These Men Had Passed Several Years
In The Upper Wilderness.
They had been in the service of the
Missouri Company under Mr. Henry, and had crossed the Rocky
Mountains with him in the preceding year, when driven from his
post on the Missouri by the hostilities of the Blackfeet.
After
crossing the mountains, Mr. Henry had established himself on one
of the head branches of the Columbia River. There they had
remained with him some months, hunting and trapping, until,
having satisfied their wandering propensities, they felt disposed
to return to the families and comfortable homes which they had
left in Kentucky.

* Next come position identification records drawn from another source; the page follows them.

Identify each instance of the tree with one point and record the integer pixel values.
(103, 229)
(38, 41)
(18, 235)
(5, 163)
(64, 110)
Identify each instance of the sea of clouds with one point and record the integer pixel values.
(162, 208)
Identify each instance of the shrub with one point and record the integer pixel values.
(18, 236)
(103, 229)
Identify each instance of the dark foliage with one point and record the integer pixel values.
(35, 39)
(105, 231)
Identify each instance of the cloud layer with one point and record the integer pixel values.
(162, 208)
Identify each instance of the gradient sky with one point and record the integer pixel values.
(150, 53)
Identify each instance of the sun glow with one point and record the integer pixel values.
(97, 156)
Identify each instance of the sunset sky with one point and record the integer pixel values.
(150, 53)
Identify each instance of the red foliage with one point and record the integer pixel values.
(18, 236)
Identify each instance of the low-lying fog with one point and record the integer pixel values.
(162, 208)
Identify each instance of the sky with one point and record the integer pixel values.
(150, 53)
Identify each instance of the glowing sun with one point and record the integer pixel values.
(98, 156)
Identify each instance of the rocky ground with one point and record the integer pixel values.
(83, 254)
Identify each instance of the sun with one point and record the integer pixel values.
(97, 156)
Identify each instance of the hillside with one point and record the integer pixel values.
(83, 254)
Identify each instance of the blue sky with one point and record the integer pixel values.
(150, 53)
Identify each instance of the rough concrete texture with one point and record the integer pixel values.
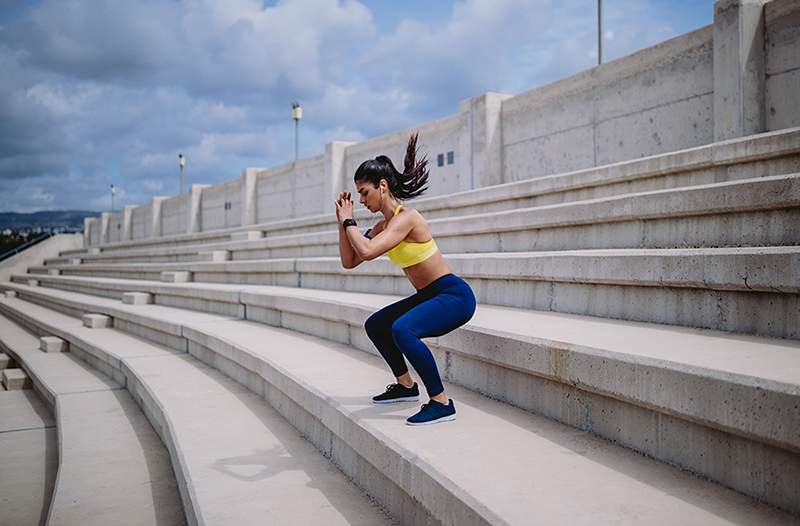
(247, 236)
(28, 458)
(112, 467)
(96, 321)
(453, 495)
(53, 344)
(137, 298)
(175, 277)
(575, 352)
(16, 379)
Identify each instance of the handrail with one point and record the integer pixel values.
(27, 244)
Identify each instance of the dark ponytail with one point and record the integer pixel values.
(407, 185)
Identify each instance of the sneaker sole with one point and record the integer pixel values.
(406, 399)
(447, 418)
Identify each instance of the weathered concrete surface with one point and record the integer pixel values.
(504, 354)
(37, 254)
(53, 344)
(112, 468)
(15, 380)
(96, 321)
(240, 462)
(28, 458)
(534, 449)
(137, 298)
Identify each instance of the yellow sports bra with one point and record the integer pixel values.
(406, 253)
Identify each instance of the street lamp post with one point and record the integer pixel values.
(599, 32)
(297, 114)
(181, 163)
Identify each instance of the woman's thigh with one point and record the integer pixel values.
(436, 316)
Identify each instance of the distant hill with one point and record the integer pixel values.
(50, 219)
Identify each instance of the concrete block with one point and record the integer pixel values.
(214, 256)
(16, 379)
(250, 235)
(96, 321)
(176, 276)
(53, 344)
(137, 298)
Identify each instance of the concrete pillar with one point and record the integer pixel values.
(249, 197)
(739, 98)
(88, 224)
(484, 142)
(336, 180)
(194, 223)
(104, 217)
(155, 231)
(127, 224)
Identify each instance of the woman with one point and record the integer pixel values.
(443, 300)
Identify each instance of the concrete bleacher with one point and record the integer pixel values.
(658, 318)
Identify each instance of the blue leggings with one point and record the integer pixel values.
(396, 329)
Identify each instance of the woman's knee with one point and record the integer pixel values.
(375, 325)
(402, 331)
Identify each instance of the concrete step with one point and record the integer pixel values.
(751, 290)
(236, 460)
(112, 467)
(16, 380)
(754, 212)
(28, 458)
(766, 154)
(428, 474)
(584, 372)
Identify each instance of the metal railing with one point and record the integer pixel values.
(27, 244)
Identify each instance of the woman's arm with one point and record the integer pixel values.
(388, 238)
(348, 257)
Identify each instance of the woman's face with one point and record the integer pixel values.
(369, 195)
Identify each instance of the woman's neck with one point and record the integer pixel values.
(389, 206)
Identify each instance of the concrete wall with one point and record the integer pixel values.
(437, 137)
(292, 190)
(736, 77)
(175, 215)
(782, 67)
(221, 206)
(142, 221)
(114, 227)
(654, 101)
(34, 256)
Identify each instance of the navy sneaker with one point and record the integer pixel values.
(432, 413)
(397, 393)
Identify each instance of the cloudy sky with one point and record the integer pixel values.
(95, 92)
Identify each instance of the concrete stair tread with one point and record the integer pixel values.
(28, 458)
(23, 410)
(762, 146)
(515, 452)
(761, 359)
(709, 199)
(112, 466)
(114, 469)
(60, 373)
(245, 463)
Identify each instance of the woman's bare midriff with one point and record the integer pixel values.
(426, 272)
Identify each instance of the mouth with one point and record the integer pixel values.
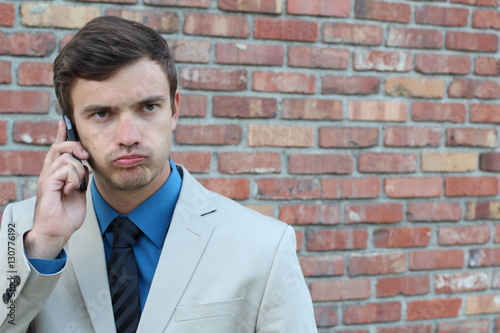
(129, 160)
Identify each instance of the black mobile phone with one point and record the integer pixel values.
(71, 135)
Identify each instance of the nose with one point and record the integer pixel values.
(128, 133)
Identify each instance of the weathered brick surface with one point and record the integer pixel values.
(369, 126)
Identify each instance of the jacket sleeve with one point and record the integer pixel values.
(286, 305)
(22, 289)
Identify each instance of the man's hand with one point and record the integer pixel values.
(60, 206)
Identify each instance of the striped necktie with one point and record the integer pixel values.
(123, 275)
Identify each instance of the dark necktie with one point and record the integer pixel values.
(123, 276)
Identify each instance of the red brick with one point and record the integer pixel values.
(249, 54)
(234, 188)
(298, 83)
(414, 38)
(24, 101)
(482, 304)
(353, 85)
(195, 162)
(350, 188)
(193, 106)
(483, 210)
(484, 257)
(442, 64)
(7, 14)
(348, 137)
(244, 107)
(493, 3)
(372, 313)
(268, 6)
(339, 8)
(21, 163)
(340, 290)
(438, 112)
(487, 66)
(229, 134)
(468, 41)
(3, 132)
(280, 136)
(313, 109)
(216, 25)
(470, 88)
(285, 29)
(374, 213)
(489, 162)
(463, 235)
(27, 44)
(8, 190)
(471, 137)
(402, 285)
(433, 309)
(325, 315)
(402, 237)
(486, 19)
(434, 211)
(457, 283)
(310, 214)
(333, 240)
(382, 11)
(320, 164)
(213, 79)
(35, 74)
(465, 326)
(35, 132)
(382, 61)
(387, 163)
(398, 136)
(471, 186)
(377, 263)
(415, 87)
(485, 113)
(435, 15)
(190, 51)
(244, 162)
(287, 188)
(357, 34)
(378, 111)
(436, 259)
(427, 328)
(314, 57)
(160, 21)
(5, 76)
(179, 3)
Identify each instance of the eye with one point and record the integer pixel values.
(101, 114)
(150, 107)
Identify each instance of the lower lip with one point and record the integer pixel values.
(130, 161)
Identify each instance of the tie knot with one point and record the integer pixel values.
(125, 232)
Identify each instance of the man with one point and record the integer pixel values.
(146, 248)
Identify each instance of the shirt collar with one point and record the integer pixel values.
(153, 216)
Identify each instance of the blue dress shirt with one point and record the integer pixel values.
(153, 217)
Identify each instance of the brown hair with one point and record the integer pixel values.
(103, 46)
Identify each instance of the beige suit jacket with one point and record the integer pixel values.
(223, 269)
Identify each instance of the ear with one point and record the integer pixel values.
(175, 109)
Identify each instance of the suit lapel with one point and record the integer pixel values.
(186, 240)
(87, 254)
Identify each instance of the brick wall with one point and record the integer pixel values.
(370, 126)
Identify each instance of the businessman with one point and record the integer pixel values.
(145, 248)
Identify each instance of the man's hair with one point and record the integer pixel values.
(103, 46)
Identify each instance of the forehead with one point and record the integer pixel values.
(132, 82)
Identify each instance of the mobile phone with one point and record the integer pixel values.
(71, 135)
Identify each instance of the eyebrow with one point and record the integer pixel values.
(99, 108)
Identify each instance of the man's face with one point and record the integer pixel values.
(126, 124)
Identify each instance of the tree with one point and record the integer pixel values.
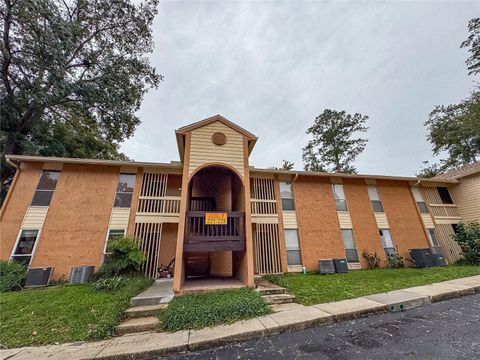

They had accordingly made their way back across
the mountains, and down the rivers, and were in full career for
St. Louis, when thus suddenly interrupted. The sight of a
powerful party of traders, trappers, hunters, and voyageurs, well
armed and equipped, furnished at all points, in high health and
spirits, and banqueting lustily on the green margin of the river,
was a spectacle equally stimulating to these veteran backwoodsmen
with the glorious array of a campaigning army to an old soldier;
but when they learned the grand scope and extent of the
enterprise in hand, it was irresistible; homes and families and
all the charms of green Kentucky vanished from their thoughts;
they cast loose their canoes to drift down the stream, and
joyfully enlisted in the band of adventurers. They engaged on
similar terms with some of the other hunters. The company was to
fit them out, and keep them supplied with the requisite
equipments and munitions, and they were to yield one half of the
produce of their hunting and trapping.